Cualquier posición seria con respecto a este tema “se basa en ejercicios de lógica”, admite, porque hay muy pocos datos, pero si la vida inteligente es realmente escasa en el universo, ¿qué probabilidades hay de que seres inteligentes nos visiten o de que nos podamos comunicar alguna vez con ellos? “Son milagros que añadir a una lista de milagros que ya es bastante extensa. Hay tantas cosas improbables que tienen que ocurrir para que podamos detectar vida inteligente, desde los aspectos más básicos de la bioquímica hasta los aspectos más complejos de la tecnología y la comunicación, que es difícil que eso ocurra”, insiste.
Aun así, hay prestigiosos científicos que tienen ideas opuestas. Uno de los mejores ejemplos es el de Avi Loeb, astrofísico de la Universidad de Harvard, que no solo defiende la existencia de la vida extraterrestre, sino que la busca activamente en nuestro propio planeta, pensando incluso que una nave alienígena puede haber acabado en el fondo del Pacífico. “Durante décadas, la astrobiología ha sido un parque de recreo para todo tipo de ideas, unas locas y otras racionales”, afirma Dávila al ser preguntado por esta cuestión. “Creo que se ha abusado de la flexibilidad que proporciona esta disciplina para proponer todo tipo de cosas, muchas de ellas con solamente una pátina superficial de lógica científica”, añade.
Esa tolerancia “ha sido útil para sacarnos de nuestra limitación de entender la vida en función de la vida terrestre”, pero llevada al extremo no conduce a nada. Para entenderlo mejor, pone un ejemplo más básico: “Hay gente que ha propuesto que puede existir vida en los lagos de metano de Titán, basándose únicamente en el hecho de que ese metano es líquido. Si fuera tan fácil, podría haber vida hasta en el núcleo de Júpiter”, argumenta. “¿Vida extraterrestre en la Tierra? Dame los datos, dime qué buscamos exactamente, por qué llegaría aquí o cuáles son las probabilidades. No puedes proponer una cosa que suena interesante, pero no cuenta con una estructura lógica por debajo, porque no es una forma eficiente de hacer ciencia”, afirma.

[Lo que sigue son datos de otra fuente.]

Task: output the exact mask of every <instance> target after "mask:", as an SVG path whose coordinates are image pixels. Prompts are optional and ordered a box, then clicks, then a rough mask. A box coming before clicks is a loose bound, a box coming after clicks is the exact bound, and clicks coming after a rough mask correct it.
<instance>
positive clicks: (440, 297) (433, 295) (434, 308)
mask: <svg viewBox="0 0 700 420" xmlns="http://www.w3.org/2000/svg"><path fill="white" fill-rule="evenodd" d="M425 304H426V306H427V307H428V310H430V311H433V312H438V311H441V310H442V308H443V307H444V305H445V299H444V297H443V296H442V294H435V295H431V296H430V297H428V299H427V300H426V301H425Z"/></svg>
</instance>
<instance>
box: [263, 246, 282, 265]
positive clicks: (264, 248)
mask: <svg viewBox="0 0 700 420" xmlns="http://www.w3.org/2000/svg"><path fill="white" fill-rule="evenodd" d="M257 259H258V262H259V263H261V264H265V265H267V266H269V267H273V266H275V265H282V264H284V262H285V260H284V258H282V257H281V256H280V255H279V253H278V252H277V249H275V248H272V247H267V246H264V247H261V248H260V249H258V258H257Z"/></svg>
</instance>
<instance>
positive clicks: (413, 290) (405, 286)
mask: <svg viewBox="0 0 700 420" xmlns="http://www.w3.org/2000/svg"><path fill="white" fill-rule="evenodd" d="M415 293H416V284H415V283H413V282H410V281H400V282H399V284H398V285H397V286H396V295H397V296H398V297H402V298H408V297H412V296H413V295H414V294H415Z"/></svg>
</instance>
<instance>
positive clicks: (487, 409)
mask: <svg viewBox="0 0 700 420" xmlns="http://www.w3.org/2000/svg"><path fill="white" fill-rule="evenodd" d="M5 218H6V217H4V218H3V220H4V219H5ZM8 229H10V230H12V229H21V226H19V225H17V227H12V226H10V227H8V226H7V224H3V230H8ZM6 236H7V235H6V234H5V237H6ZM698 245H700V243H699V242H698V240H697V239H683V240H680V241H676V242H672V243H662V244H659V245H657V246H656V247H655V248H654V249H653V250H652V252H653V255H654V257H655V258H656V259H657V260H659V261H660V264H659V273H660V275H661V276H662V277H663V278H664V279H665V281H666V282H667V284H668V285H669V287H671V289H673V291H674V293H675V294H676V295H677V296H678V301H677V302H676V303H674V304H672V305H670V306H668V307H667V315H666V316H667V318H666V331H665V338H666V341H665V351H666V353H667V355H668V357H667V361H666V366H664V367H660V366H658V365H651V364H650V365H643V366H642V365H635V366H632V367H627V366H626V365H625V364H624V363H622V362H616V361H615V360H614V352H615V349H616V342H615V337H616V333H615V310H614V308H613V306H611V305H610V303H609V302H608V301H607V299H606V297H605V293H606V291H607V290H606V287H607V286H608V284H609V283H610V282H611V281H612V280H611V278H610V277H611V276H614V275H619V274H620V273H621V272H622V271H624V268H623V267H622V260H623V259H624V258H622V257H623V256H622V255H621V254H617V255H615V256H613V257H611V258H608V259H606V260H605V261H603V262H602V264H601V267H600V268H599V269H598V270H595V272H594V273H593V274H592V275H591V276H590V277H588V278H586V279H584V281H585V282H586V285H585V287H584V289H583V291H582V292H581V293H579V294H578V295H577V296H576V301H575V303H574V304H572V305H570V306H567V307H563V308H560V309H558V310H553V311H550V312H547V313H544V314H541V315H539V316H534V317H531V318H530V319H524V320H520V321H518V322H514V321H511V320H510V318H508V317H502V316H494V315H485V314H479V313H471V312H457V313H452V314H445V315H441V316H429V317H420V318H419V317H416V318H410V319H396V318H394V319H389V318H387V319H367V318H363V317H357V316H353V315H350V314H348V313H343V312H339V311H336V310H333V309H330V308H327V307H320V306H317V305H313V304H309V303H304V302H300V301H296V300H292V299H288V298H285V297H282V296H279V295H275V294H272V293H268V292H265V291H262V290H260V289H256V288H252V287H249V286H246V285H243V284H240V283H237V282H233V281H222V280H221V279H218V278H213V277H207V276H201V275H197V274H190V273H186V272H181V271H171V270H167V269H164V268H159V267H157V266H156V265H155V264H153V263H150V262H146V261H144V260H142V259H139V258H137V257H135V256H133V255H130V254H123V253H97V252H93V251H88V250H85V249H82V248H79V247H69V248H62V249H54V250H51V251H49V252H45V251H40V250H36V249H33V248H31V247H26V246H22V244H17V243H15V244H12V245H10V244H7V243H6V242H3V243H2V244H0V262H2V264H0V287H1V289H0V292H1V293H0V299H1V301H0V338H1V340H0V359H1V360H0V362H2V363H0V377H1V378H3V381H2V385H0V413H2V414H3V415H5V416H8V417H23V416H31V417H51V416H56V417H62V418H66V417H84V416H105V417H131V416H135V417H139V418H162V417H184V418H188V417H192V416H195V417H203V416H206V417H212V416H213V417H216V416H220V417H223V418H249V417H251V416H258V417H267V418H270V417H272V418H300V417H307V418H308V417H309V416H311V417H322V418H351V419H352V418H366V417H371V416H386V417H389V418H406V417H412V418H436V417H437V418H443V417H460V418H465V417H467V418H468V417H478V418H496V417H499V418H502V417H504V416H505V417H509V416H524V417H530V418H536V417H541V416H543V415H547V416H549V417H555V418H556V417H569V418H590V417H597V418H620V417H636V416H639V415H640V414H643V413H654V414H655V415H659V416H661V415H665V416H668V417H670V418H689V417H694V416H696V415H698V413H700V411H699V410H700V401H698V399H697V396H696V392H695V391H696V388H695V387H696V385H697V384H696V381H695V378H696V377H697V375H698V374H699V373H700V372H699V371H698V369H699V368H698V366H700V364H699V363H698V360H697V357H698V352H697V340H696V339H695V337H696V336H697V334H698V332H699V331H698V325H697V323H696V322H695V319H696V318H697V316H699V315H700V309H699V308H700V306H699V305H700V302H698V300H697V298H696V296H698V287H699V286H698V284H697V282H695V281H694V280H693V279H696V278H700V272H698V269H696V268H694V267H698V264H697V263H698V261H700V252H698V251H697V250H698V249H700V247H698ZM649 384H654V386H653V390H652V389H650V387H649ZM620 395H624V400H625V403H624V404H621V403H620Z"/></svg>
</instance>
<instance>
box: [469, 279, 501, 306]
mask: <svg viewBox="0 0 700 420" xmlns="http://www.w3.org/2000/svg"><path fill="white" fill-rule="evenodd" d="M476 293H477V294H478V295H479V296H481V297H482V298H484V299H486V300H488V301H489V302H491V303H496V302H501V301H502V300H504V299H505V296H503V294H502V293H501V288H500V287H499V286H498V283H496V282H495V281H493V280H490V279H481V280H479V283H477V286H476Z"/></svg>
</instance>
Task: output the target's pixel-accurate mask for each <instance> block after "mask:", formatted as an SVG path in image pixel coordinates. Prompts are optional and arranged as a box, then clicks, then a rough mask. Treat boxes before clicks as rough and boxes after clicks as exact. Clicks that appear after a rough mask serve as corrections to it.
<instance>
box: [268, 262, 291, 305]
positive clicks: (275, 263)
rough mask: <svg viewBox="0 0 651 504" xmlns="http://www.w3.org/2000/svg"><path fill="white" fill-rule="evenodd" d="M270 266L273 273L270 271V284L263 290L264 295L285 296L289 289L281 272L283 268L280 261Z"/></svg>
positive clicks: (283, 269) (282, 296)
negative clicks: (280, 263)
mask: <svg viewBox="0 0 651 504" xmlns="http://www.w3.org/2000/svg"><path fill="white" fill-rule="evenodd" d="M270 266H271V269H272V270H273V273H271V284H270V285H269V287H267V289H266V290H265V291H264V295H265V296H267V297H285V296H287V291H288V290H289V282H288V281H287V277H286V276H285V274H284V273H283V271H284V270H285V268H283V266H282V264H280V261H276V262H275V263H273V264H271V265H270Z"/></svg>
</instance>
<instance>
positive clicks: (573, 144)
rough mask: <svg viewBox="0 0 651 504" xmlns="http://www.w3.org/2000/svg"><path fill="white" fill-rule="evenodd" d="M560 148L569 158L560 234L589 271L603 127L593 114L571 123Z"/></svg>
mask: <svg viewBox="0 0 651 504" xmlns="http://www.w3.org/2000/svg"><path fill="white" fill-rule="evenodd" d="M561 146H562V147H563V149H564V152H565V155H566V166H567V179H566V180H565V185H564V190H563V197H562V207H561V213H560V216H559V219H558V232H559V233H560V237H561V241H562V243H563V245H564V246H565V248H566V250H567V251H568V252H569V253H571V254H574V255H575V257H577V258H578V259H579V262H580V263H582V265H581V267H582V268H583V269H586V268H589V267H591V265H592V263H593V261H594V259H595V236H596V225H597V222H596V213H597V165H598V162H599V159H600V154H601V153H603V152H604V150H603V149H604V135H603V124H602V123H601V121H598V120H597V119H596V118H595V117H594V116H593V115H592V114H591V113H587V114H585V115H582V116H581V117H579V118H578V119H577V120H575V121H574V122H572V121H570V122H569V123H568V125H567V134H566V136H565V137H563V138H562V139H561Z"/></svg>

Alfonso Dávila (Manresa, Barcelona, 1978) trabaja desde 2006 en el Centro de Investigación Ames de la NASA, ubicado en California. Desde hace cinco años, lo hace como empleado de la agencia espacial. Antes, pasó por el SETI Institute, entidad que se dedica a estudiar cualquier signo biológico en el universo, incluyendo la inteligencia extraterrestre. Cuando este astrobiólogo llegó a EEUU, el interés por buscar vida fuera de la Tierra era mínimo, pero en los últimos años el cambio ha sido radical: desde el punto de vista científico, parece verosímil encontrar formas de vida básica, como microorganismos, sin salir del Sistema Solar; desde el punto de vista político, hasta el Congreso de EEUU se toma en serio los ovnis, al celebrar una audiencia invitando a militares para dar su testimonio.